Carol tells the story of young shop assistant Therese (Rooney Mara), who has an intense lesbian relationship with older woman Carol (Cate Blanchett). Based on the 1952 novel The Price of Salt by Patricia Highsmith, Carol is an example of the female gaze – specifically the lesbian gaze.
Reflecting the oppressive atmosphere of the 50s, the romance of Carol unfolds in a restrained way. Despite the intensity of the relationship and it’s love-at-first-sight beginnings, the film is subtle and takes its time, offering sparse dialogue. Instead, it focuses on the way the two lead characters look at each other and the way that even small movements and touch can hold meaning. In a world where such love cannot be overt, the film has the characters showing their feelings, rather than speaking them.

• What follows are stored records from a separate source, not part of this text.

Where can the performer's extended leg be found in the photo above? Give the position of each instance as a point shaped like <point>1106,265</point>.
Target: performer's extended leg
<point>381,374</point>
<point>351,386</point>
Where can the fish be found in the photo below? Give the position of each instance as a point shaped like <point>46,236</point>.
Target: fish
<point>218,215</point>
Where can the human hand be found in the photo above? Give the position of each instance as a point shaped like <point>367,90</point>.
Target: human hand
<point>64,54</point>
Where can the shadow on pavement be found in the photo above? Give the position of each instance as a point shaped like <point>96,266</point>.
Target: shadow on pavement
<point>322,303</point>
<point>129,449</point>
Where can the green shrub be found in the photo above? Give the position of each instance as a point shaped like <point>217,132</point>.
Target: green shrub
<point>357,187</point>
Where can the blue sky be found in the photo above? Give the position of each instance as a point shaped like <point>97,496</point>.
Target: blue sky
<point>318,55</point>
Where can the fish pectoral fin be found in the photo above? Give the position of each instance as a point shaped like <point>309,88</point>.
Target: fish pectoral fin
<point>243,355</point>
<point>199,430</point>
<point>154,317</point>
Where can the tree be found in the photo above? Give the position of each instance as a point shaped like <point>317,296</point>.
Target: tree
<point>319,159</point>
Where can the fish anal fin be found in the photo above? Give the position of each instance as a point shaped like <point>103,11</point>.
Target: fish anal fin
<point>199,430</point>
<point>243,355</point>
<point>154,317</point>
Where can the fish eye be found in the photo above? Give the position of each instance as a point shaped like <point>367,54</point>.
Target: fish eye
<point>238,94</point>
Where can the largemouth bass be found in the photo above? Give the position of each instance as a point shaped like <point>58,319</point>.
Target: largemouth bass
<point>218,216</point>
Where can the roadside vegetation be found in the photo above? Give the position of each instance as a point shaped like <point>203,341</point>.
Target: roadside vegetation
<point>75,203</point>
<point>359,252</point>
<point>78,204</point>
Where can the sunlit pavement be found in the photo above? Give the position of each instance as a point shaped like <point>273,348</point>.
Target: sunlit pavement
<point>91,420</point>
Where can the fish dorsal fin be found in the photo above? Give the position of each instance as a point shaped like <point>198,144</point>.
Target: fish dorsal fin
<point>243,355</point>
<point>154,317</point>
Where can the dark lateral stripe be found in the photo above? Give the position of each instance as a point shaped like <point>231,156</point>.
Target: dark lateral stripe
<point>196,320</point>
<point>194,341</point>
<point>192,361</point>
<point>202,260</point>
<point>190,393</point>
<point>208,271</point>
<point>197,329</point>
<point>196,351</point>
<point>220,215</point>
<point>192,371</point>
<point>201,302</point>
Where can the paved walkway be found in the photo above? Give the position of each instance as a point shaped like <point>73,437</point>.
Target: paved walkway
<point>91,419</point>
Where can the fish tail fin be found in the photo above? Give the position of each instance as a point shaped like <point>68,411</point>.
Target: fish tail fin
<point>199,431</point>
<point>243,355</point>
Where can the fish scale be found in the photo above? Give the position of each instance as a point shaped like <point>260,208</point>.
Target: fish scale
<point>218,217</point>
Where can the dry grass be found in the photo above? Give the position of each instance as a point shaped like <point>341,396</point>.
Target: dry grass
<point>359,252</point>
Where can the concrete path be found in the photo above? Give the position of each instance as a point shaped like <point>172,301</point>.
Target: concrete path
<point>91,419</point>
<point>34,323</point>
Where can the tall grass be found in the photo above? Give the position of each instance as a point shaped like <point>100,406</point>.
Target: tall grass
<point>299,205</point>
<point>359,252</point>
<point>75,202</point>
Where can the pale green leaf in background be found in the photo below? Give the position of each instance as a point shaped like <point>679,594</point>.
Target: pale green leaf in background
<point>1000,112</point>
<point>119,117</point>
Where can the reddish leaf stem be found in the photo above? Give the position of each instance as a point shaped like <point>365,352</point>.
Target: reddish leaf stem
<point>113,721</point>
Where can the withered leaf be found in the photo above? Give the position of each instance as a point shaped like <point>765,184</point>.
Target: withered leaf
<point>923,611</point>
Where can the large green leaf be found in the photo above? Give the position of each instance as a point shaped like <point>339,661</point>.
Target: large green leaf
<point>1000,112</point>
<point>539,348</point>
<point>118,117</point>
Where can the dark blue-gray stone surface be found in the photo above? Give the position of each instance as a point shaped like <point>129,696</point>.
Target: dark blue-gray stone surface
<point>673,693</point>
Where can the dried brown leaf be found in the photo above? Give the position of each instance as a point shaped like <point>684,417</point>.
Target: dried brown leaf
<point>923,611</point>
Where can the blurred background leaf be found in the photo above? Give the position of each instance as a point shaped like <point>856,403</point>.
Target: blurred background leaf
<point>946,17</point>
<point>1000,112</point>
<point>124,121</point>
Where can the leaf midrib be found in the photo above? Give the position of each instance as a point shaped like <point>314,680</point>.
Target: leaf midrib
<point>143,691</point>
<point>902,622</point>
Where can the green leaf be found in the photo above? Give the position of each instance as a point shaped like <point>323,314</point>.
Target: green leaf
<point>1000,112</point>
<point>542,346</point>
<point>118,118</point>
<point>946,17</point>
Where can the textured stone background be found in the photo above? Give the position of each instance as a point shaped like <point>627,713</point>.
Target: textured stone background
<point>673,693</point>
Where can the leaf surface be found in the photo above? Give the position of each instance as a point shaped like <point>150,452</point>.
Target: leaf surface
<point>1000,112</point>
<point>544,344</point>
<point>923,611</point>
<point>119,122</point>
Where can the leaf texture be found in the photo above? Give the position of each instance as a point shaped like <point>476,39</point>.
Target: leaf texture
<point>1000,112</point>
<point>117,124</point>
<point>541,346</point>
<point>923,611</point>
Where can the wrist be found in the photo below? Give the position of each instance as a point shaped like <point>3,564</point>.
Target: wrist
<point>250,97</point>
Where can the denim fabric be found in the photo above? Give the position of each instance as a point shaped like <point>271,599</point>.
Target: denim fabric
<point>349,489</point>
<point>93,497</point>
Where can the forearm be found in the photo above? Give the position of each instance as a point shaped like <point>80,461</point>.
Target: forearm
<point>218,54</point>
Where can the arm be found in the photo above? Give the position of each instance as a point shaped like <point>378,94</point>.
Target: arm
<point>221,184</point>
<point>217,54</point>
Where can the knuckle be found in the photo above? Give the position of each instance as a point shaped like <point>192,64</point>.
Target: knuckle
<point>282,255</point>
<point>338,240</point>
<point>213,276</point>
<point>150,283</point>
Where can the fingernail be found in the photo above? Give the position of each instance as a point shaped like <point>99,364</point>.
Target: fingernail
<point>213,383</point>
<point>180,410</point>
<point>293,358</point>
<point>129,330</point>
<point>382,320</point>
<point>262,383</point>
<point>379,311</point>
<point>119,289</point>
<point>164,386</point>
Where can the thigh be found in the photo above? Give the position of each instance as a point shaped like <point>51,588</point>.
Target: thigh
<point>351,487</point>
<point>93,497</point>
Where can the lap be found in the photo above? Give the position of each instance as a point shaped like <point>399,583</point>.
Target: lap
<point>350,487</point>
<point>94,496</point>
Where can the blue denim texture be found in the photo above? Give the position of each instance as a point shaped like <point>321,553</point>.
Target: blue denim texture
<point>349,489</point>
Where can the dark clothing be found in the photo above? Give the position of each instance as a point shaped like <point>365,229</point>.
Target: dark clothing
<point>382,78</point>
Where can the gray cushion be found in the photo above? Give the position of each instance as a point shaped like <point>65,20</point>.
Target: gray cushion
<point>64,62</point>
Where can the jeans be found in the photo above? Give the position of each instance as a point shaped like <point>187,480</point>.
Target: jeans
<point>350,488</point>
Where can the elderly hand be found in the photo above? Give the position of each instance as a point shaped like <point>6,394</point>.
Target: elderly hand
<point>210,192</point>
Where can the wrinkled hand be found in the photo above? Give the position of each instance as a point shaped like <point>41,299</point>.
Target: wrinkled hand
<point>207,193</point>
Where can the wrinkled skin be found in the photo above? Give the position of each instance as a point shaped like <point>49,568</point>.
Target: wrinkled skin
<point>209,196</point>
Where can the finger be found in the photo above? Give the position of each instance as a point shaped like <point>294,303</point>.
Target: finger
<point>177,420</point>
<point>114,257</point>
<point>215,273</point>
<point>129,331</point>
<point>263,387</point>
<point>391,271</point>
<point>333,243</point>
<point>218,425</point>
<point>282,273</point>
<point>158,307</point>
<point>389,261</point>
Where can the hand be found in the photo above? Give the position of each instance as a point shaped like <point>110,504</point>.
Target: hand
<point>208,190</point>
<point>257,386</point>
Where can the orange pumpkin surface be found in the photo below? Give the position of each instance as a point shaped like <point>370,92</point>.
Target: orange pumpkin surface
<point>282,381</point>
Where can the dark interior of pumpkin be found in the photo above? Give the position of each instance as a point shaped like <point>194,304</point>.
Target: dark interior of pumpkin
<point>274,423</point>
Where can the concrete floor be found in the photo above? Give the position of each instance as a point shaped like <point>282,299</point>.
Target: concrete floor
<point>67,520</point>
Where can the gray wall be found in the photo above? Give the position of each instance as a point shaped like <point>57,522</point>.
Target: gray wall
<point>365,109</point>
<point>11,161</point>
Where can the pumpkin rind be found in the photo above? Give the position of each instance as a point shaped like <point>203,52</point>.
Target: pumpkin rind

Looking With The Lesbian Gaze
When Carol and Therese first spot each other in the department store, the audience is invited to feel the instant attraction as each character gazes into the camera. They share these looks throughout the film. At the moment just before they finally declare themselves, both characters gaze at each other in the mirror, Carol standing behind Therese, her hands gently on her shoulders. It’s a moment where desire solidifies; their love is finally reflected back at each other. And they are able to look without hiding it.
Natalie Wilson writes in Ms: “While the emphasis is on Carol and Therese looking at one another with palpable longing, it also surfaces questions as to what it means to look and be looked at as a female while trying to perform femininity in a way that does not put one’s job—or life—in danger… Carol emphasizes the tangled and shifting nature of love via a focus not only on the web-like threads that bind people to one another, but also via its emphasis on mirrors, windows, and reflections. Carol and Therese look hungrily at one another throughout the movie—especially when hotel rooms allow them the coveted privacy that stores, restaurants, and car windows do not.”
The film makes use of a “voyeuristic” camera style to emphasise the furtive and covert nature of their relationship. Therese looks at Carol through windows, watching her walk away, seeing her fight with her husband. Therese herself is a photographer and uses her camera to look at Carol, capturing her desire in photos, even though she has previously felt that photos of people invade privacy.
Carol’s lesbian gaze is also embodied by the simple fact that this is a film without melodrama or an “agenda”. It’s realistic and it has a happy ending. When so many Hollywood films focus on gay tragedy, a simple story of two women falling in love is unusual. Scriptwriter Phyllis Nagy told The Laughing Lesbian: “What I knew going in to the adaptation was that Pat’s lack of psychologizing about Carol and Therese’s sexual attraction, and ultimately their love, had to be maintained. It could not be corrupted by an impulse to indulge in any number of dramatic narrative clichés about guilt concerning one’s sexuality or the like.”
Cate Blanchett briefly talkes about the lesbian female gaze in this interview:
The book was first adapted by Phyllis Nagy in 1997 and the script went through many iterations while the film was stuck in development purgatory for years. Nagy told Slate that film executives didn’t necessarily baulk at the lesbian aspect of the film. “Having two women leads was the issue.” After multiple changes of director and various obstacles, the film was finally made in 2015. Director Todd Haynes is openly gay and his previous films include Velvet Goldmine and Far From Heaven.
The Oscars Snub Female Desire
The film screened at multiple festivals and received over 100 awards and honours. It was nominated for various Oscars but was passed over for Best Film and Best Director categories. Marcie Bianco wrote in Quartz that Todd Haynes “…structured the film to elevate the power of women’s gaze. In this regard, Carol flips convention: men’s roles are marginal and antagonistic, while women and their desires wield power. The film is about looking—looking as a woman, at other women. The power of the film is allocated and harnessed by women—by their gaze, and by their actions—for each other…. That the Academy—with a membership primarily comprised of older men—overlooked Carol in the “Best Picture” category suggests that it does not value women as subjects of desire.”